Research Article | Open Access
Integrated Analysis of mRNA Expression, CpG Island Methylation, and Polymorphisms in the MITF Gene in Ducks (Anas platyrhynchos)
Microphthalmia-associated transcription factor (MITF) is a key regulator for the development and function of melanocytes in skin, eye, and plumage pigmentations. Thus, the MITF was selected as a candidate gene associated with plumage coloration in ducks. This study analyzed the mRNA expression, promoter methylation, and polymorphisms in the MITF gene in ducks with different plumage colors (Putian Black, Putian White, Liancheng White, and Longsheng Jade-green). No expression of the MITF melanin-specific isoform (MITF-M) was detected in white feather bulbs. By contrast, the mRNA expression levels of MITF-M were high in black feather bulbs. Bioinformatics analysis showed that two CpG islands were present in the promoter region of the MITF gene. The methylation level of the second CpG island was significantly lower in black feather bulbs than in white feather bulbs. However, the methylation level of the first CpG island was not different among the feather bulbs with various colors except Liancheng White feather bulbs. The methylation status of the whole CpG island significantly and negatively correlated with the mRNA expression of MITF-M (). Furthermore, four novel SNPs (single nucleotide polymorphisms) were identified in the 5′UTR, exon 4, intron 7, and intron 8 of the MITF gene. Allele T in g.39807T>G and allele G in g.40862G>A were the predominant alleles only found in Putian White, whereas the variant A allele in g.32813G>A exhibited a high allele frequency in Liancheng White. Collectively, these results contributed to the understanding of the function of the MITF gene in duck plumage coloration.
Plumage color is an important characteristic of duck breed. In commercial duck meat processing, white plumage ducks have an advantage over black ones because the carcasses of white plumage ducks after plucking are preferred by consumers. Plumage color variation is mainly determined by two kinds of melanin, namely, eumelanin and pheomelanin . In the process of melanin biosynthesis, tyrosinase, encoded by the TYR gene, is the rate-limiting enzyme affecting the production of melanin pigment  and determines which type of melanin can be synthesized . The transcription of TYR family genes is activated by MITF (microphthalmia-associated transcription factor) through binding to M-box in the upstream regulatory region . The gene encoding MITF is a member of the Myc superfamily, which is part of the basic helix-loop-helix-leucine zipper family [5, 6]. Kawasaki et al.  reported that Mitf is involved in the regulation of melanosome transport and the level of dendricity in melanophores using Xenopus laevis as a model system. A high Mitf expression is observed in Silky Fowl, which is a natural mutant with hyperpigmentation in various internal tissues .
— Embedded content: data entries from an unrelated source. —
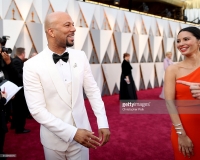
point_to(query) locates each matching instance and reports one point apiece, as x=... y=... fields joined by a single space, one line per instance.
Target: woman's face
x=187 y=44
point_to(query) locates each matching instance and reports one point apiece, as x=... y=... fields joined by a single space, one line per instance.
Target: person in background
x=127 y=84
x=33 y=54
x=20 y=109
x=3 y=127
x=53 y=86
x=186 y=117
x=7 y=72
x=167 y=62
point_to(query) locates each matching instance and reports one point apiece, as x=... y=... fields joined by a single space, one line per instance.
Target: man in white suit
x=53 y=86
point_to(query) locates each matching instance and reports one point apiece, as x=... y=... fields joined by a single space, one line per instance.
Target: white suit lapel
x=75 y=80
x=56 y=78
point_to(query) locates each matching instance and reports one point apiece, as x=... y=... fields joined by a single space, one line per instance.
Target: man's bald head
x=59 y=29
x=52 y=19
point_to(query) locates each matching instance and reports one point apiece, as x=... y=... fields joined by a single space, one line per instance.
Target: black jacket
x=18 y=64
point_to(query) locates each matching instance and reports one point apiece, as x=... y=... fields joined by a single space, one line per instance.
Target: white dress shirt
x=64 y=70
x=65 y=73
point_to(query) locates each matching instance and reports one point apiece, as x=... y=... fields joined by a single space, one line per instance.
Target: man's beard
x=69 y=44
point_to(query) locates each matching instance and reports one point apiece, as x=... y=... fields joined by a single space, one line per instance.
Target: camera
x=3 y=41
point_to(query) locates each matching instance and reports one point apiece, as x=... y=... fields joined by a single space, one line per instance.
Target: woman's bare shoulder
x=173 y=68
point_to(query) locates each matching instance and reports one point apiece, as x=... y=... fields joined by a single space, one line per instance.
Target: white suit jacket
x=45 y=93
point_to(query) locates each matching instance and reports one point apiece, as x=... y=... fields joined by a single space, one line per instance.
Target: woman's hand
x=185 y=145
x=4 y=94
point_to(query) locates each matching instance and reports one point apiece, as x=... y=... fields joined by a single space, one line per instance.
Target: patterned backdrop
x=103 y=32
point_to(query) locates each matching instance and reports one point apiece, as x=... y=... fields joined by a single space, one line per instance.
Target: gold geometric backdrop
x=104 y=33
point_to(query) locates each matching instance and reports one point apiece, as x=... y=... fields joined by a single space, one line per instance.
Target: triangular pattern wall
x=103 y=33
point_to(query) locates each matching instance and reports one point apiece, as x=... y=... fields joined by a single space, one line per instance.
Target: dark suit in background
x=19 y=103
x=127 y=91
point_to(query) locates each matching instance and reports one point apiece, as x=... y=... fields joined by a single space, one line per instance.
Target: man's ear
x=50 y=32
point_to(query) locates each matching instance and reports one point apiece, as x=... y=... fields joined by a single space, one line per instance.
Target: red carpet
x=133 y=137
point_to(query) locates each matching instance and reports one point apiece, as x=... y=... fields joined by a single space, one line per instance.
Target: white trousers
x=75 y=151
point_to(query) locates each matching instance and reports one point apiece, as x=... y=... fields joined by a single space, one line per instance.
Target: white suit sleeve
x=94 y=95
x=36 y=103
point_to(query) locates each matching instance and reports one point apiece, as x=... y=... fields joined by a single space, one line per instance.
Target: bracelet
x=176 y=125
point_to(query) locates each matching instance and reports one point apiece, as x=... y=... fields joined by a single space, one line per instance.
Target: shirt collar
x=51 y=52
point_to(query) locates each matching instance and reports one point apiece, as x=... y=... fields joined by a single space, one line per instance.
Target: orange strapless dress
x=190 y=121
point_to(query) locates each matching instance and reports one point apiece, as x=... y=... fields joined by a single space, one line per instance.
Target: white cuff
x=73 y=134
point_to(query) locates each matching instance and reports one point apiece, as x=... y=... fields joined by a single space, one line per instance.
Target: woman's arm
x=185 y=144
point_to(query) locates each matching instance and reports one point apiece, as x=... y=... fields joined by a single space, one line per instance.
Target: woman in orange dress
x=186 y=117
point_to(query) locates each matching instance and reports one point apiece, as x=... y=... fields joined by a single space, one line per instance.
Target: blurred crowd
x=15 y=111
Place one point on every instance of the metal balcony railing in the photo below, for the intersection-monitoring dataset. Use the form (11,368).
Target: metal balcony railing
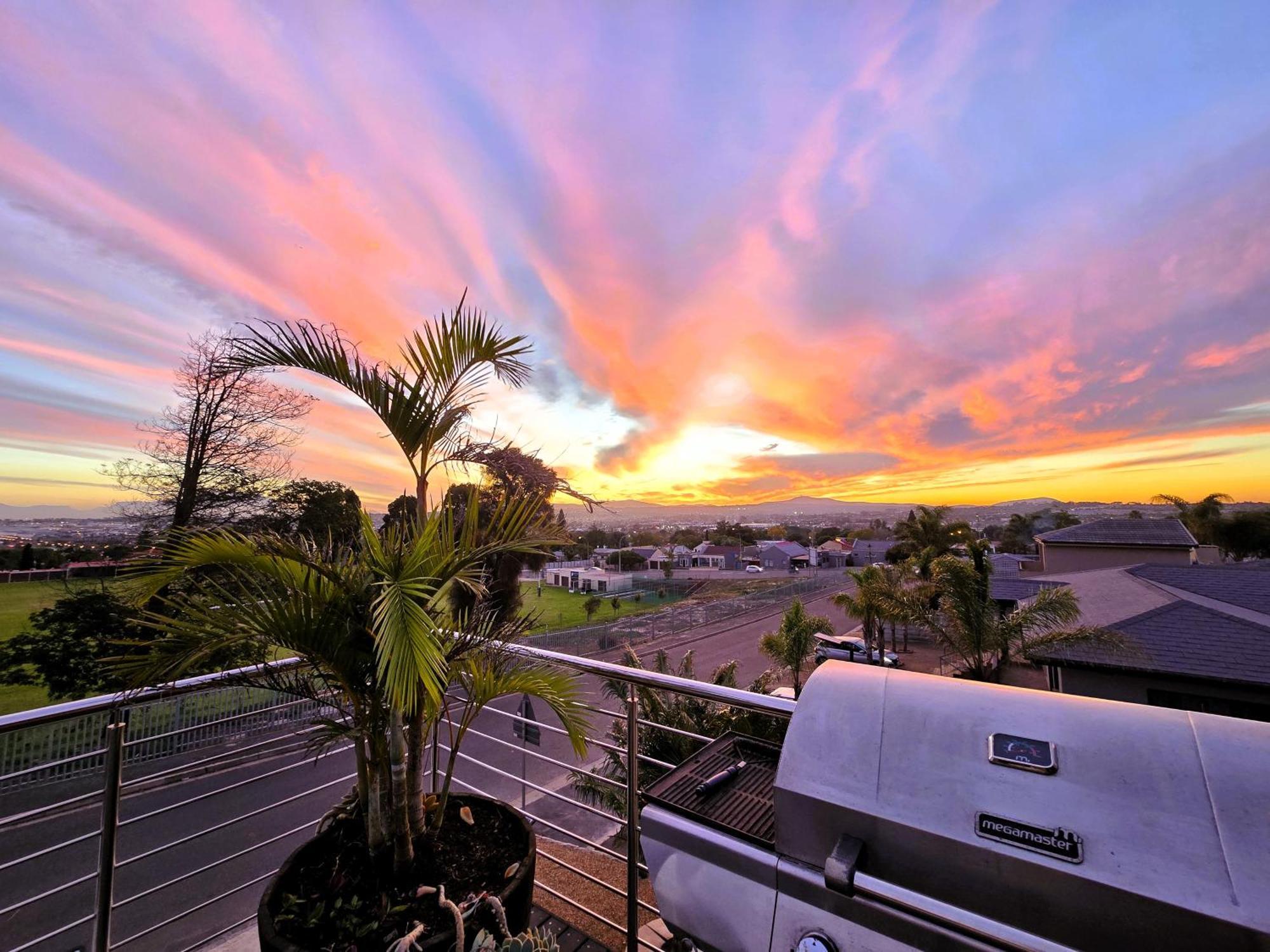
(106,849)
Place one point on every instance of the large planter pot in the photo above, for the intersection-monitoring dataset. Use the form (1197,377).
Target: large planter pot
(516,894)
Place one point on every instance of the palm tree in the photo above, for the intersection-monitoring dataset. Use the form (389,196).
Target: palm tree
(605,785)
(864,605)
(425,404)
(967,623)
(793,645)
(1202,519)
(926,531)
(375,634)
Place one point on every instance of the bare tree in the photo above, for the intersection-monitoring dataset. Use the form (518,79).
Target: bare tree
(210,458)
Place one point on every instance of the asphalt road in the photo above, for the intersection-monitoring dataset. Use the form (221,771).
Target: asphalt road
(224,863)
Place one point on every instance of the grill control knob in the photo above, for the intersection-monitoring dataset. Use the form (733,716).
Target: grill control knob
(816,942)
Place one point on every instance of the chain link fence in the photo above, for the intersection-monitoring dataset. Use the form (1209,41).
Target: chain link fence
(64,750)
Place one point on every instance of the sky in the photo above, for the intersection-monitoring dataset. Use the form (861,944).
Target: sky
(948,253)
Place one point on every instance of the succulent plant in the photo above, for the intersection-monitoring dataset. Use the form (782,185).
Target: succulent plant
(529,941)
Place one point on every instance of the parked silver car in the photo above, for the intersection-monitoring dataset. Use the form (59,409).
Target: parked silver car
(848,648)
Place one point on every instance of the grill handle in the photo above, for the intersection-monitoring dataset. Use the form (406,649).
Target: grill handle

MITF mutations can lead to coat color depigmentation, white spotting, or complete pigmentation loss in several vertebrate species [9, 10]. In humans, MITF gene mutations are responsible for Waardenburg syndrome type II, which is characterized by sensorineural hearing loss and depigmented patches of skin and hair . Mitfmi-bw mutant mice harbor an insertion of a long interspersed element-1 in intron 3, severely affecting the expression of functional Mitf-M and resulting in a complete black-eyed white phenotype with severe hearing loss in the homozygous genotype . Subsequent studies have also reported that variants in MITF are associated with white spotting in dogs [13, 14], piebaldism in cattle , white markings in Spanish horses , and white coat coloring in American Standardbred foals . In addition, genome-wide analysis has revealed that MITF is regarded as a strong candidate for white spotting patterns in Chinese domestic pigs .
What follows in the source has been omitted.